Tuesday, July 03, 2007

European View of Americans, the U.S.

A couple of recent surveys (one carried out in June by Harris Research for the Financial Times and one by Pew Global Attitudes Project) found that the number of Europeans who have a favorable view of the U.S. continues to decline.

The Harris-poll shows in particular that Europeans consistently regard the US as the biggest threat to world stability:

- 32 % of respondents in 5 European countries regard the US as a bigger threat than any other state. (and the most concerned are the Spaniards with 46%)

Even more surprisingly, the youngest US respondents share the Europeans’ view that theirs is the biggest threat:

- 35 % of American 16- to 24-year-olds identify their own country as the chief danger to stability.

The second poll that came out this month (the Pew Global AttitudeProject) also shows that the view of the US in Europe continues to decline.

Germany has the lowest number of respondents who have a favorable view (30%), compared to 78% in 2000.

France is really average with 39% who have a favorable view. (less than in Britain or Italy but more than in Germany or Spain).

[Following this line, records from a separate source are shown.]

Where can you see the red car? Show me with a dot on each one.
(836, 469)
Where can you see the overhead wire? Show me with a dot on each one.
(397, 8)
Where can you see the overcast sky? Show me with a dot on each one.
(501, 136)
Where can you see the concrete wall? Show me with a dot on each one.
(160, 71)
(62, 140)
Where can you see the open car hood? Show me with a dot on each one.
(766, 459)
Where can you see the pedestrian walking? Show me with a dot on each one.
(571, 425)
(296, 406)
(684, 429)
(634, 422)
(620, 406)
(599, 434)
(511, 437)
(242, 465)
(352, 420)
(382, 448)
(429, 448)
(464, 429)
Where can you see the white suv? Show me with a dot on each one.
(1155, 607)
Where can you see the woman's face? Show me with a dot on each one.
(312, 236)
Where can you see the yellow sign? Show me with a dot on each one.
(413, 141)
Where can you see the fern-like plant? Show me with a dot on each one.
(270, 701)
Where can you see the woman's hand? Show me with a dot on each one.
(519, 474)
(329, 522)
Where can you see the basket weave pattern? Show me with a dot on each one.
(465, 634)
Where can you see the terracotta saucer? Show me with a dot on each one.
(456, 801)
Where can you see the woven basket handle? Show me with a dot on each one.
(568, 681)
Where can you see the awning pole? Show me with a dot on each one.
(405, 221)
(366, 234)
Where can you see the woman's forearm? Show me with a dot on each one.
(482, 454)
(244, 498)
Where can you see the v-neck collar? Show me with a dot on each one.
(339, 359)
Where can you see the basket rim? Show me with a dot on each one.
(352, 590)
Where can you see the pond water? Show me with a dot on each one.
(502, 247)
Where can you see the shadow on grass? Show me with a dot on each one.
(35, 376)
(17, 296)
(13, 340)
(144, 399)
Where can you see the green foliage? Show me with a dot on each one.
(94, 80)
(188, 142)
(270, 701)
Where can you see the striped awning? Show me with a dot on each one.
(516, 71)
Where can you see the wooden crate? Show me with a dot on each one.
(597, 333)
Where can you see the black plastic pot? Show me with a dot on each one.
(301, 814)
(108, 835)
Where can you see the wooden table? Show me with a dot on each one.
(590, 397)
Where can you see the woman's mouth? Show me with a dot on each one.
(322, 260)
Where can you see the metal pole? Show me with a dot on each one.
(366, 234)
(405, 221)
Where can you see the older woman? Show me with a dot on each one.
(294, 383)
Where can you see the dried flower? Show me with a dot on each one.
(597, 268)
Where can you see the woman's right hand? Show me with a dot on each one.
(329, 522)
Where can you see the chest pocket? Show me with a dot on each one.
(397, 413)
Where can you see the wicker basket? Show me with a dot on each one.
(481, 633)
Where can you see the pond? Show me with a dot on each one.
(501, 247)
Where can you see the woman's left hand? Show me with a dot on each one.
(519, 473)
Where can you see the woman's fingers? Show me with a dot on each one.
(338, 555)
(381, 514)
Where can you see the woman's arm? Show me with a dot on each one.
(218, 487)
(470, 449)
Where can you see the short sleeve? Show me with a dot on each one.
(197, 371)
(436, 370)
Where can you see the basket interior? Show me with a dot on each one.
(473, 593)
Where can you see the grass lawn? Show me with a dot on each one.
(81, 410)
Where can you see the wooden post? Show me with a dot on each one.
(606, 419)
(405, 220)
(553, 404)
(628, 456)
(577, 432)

So does this mean that Europe is becoming more anti-American? Not quite.

The poll also indicates that a majority of Europeans have a favorable view of Americans: 63% of the Germans, and 61% of the French have a positive view of the American people. (the lowest number is in Spain with only 46%).

What’s to conclude?
Well, while the Europeans have a very negative view of the Bush administration, this does not seem to translate into anti-Americanism. People do differentiate between the people and their leader, and that is certainly good news for all of us.

On more point: The Pew poll also contrasted unfavorable ratings of the US with much more positive responses in Israel, Poland, Japan, India and parts of Africa and Latin America.